Big Data nie zniknie, a nauka nie przestanie się rozwijać. Klucz do poprawy przystępnego cenowo dostępu polega częściowo na stworzeniu skuteczniejszych sposobów, w jakie państwa członkowskie i ich systemy opieki zdrowotnej mogą angażować się i wykorzystywać nowe technologie oraz w pełni wykorzystywać innowacje.

Nie da się tego skutecznie zrobić w jednym kraju. Istnieje potrzeba ogólnoeuropejskiego podejścia, niezależnie od tego, że każde z 28 państw członkowskich ma kompetencje w zakresie własnych zagadnień zdrowotnych. Chociaż UE wprowadziła wiele przepisów ustawowych i wykonawczych w dziedzinie produktów i norm, opieka zdrowotna w państwach członkowskich sama w sobie nie należy do kompetencji UE.

Nie zapominajmy jednak, że jedną z podstawowych zasad Unii Europejskiej jest równość – a zatem koncepcja równego dostępu dla wszystkich do najlepszych leków i leczenia jest kwestią, którą UE przyjęła na poziomie moralnym. Obecnie jest to dalekie od przypadku i – w XXI wieku i później – niesprawiedliwego dostępu do przystępnej cenowo i skutecznej opieki nie można usprawiedliwiać ani tolerować.
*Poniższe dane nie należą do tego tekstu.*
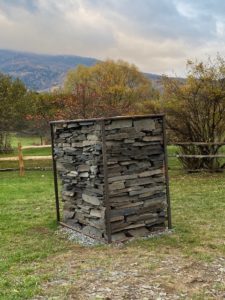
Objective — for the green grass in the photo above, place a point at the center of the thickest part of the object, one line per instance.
(24, 140)
(29, 245)
(27, 226)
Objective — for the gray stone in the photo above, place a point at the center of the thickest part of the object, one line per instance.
(84, 174)
(92, 137)
(142, 231)
(156, 138)
(90, 143)
(155, 202)
(91, 199)
(92, 231)
(150, 173)
(116, 237)
(73, 125)
(144, 124)
(83, 168)
(116, 185)
(72, 174)
(119, 124)
(97, 213)
(122, 177)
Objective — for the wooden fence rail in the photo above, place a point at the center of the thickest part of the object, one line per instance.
(21, 158)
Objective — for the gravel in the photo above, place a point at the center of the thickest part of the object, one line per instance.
(84, 240)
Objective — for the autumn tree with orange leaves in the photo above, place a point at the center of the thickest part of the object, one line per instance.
(106, 89)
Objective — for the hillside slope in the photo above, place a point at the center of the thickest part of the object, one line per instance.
(42, 72)
(39, 72)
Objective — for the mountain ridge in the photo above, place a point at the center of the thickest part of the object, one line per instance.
(42, 72)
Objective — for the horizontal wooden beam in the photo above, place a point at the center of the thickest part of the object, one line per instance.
(197, 144)
(15, 158)
(198, 156)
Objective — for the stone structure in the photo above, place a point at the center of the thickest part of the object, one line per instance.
(112, 175)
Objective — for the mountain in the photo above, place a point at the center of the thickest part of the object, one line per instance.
(43, 72)
(40, 72)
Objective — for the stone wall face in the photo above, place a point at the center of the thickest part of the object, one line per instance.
(113, 185)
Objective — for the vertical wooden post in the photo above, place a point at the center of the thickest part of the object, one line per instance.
(55, 176)
(106, 185)
(166, 174)
(20, 158)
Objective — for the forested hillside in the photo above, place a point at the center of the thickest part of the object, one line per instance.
(44, 72)
(39, 72)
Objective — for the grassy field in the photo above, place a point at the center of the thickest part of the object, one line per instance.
(39, 262)
(34, 260)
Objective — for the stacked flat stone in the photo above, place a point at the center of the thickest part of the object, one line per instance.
(129, 198)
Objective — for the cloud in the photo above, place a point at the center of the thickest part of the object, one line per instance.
(158, 36)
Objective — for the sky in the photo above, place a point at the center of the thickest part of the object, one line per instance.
(158, 36)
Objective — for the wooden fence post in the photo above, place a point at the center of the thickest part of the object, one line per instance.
(20, 158)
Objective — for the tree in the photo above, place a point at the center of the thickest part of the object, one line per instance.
(13, 107)
(196, 109)
(43, 110)
(106, 89)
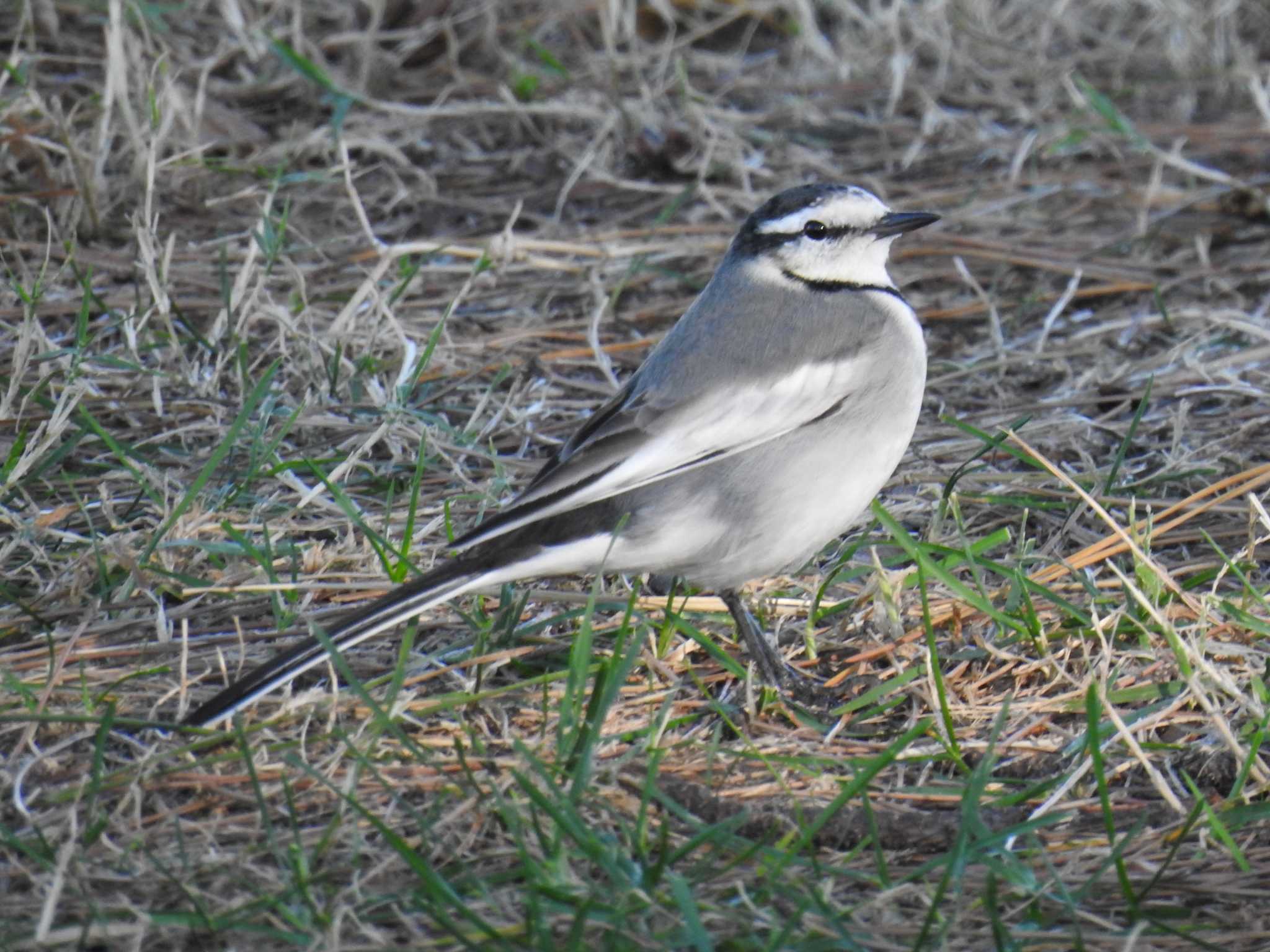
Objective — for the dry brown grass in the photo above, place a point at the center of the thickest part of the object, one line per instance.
(192, 211)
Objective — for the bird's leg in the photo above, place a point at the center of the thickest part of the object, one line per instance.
(771, 666)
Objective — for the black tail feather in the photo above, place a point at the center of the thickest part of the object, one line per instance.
(398, 606)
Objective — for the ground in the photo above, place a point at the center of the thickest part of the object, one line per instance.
(296, 291)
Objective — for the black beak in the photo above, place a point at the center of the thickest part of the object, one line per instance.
(900, 223)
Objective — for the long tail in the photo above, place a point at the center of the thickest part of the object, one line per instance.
(404, 602)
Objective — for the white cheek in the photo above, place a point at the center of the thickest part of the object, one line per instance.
(860, 260)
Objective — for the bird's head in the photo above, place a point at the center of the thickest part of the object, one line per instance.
(824, 236)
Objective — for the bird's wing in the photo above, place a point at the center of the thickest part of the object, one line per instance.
(643, 436)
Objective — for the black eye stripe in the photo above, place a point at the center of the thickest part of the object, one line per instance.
(752, 242)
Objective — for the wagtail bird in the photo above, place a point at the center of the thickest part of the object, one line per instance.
(752, 436)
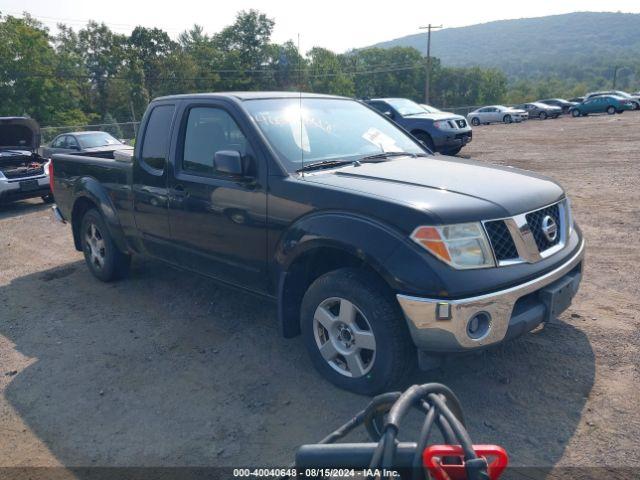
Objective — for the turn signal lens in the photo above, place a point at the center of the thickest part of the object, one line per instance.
(462, 246)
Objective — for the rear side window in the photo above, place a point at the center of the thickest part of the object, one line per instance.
(155, 147)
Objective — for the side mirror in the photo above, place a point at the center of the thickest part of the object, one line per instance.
(228, 161)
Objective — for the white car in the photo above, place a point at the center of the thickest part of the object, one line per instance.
(496, 113)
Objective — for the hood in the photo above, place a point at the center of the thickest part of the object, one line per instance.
(435, 116)
(19, 133)
(108, 148)
(454, 190)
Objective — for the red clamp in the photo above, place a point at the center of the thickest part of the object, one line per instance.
(496, 457)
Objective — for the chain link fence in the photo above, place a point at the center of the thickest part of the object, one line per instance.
(126, 131)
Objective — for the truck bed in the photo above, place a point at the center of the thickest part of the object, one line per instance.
(109, 175)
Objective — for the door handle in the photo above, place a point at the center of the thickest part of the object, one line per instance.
(180, 191)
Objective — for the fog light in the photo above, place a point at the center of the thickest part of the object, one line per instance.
(443, 311)
(478, 325)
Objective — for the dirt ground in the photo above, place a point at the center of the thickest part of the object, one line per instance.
(168, 369)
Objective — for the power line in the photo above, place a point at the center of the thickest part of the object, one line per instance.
(82, 22)
(389, 68)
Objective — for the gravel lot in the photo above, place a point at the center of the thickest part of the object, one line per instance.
(169, 369)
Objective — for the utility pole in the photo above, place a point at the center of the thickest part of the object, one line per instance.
(427, 80)
(615, 76)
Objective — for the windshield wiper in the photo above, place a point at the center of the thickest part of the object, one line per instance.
(325, 164)
(392, 154)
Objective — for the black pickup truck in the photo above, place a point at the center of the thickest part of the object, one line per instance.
(377, 252)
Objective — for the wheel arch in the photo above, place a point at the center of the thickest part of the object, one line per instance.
(88, 194)
(322, 243)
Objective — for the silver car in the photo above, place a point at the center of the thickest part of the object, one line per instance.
(87, 143)
(495, 114)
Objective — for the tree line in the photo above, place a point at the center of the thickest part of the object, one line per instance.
(95, 75)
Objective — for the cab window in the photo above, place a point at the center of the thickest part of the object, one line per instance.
(155, 146)
(210, 130)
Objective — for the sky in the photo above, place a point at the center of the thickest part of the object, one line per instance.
(335, 24)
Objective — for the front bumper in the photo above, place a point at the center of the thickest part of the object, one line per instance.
(508, 313)
(31, 187)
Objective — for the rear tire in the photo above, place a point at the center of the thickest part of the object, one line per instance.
(105, 261)
(352, 305)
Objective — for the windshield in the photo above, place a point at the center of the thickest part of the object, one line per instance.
(429, 108)
(98, 139)
(404, 106)
(311, 130)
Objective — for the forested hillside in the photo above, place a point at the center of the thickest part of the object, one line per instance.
(582, 47)
(94, 75)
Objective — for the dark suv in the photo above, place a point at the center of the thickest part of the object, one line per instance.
(440, 132)
(23, 172)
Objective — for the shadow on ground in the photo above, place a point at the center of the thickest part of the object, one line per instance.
(167, 369)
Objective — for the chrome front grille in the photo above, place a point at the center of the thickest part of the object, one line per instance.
(522, 238)
(535, 220)
(501, 241)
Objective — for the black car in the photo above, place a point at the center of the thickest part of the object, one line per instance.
(23, 172)
(377, 252)
(440, 132)
(565, 105)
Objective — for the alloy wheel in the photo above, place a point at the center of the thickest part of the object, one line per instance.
(94, 246)
(344, 337)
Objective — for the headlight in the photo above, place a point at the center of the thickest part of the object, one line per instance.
(443, 125)
(462, 246)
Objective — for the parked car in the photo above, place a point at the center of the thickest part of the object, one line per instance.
(440, 131)
(430, 109)
(23, 173)
(635, 99)
(540, 110)
(375, 251)
(602, 104)
(496, 113)
(99, 144)
(565, 105)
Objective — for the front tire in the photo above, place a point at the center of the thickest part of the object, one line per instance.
(105, 261)
(355, 333)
Jednak kwestie wartości i opłacalności pozostają, a argumenty będą dudnić. Niestety, oznacza to, że pacjenci niepotrzebnie cierpią, aw wielu przypadkach umierają na długo przed czasem, podczas gdy cenne pieniądze są marnowane na wiele uniwersalnych metod, które najwyraźniej nie działają dla wszystkich i często zawodzą znaczną liczbę.

Nadszedł czas na nowe podejście, a EAPM i jej interesariusze są głęboko przekonani, że medycyna spersonalizowana stanowi drogę naprzód, poprzez nacisk na ponowną ocenę „wartości”, przyjęcie nowych technologii i zaangażowanie w nie, odpowiednią ogólnounijną podstawę dla szkolenie pracowników służby zdrowia, nowy model badań klinicznych uwzględniający stosunkowo mniejsze grupy chorób oraz ściślejsza współpraca na wszystkich poziomach. To byłby doskonały początek.

Udostępnij ten artykuł:

EU Reporter publikuje artykuły z różnych źródeł zewnętrznych, które wyrażają szeroki zakres punktów widzenia. Stanowiska zajęte w tych artykułach niekoniecznie są stanowiskami EU Reporter.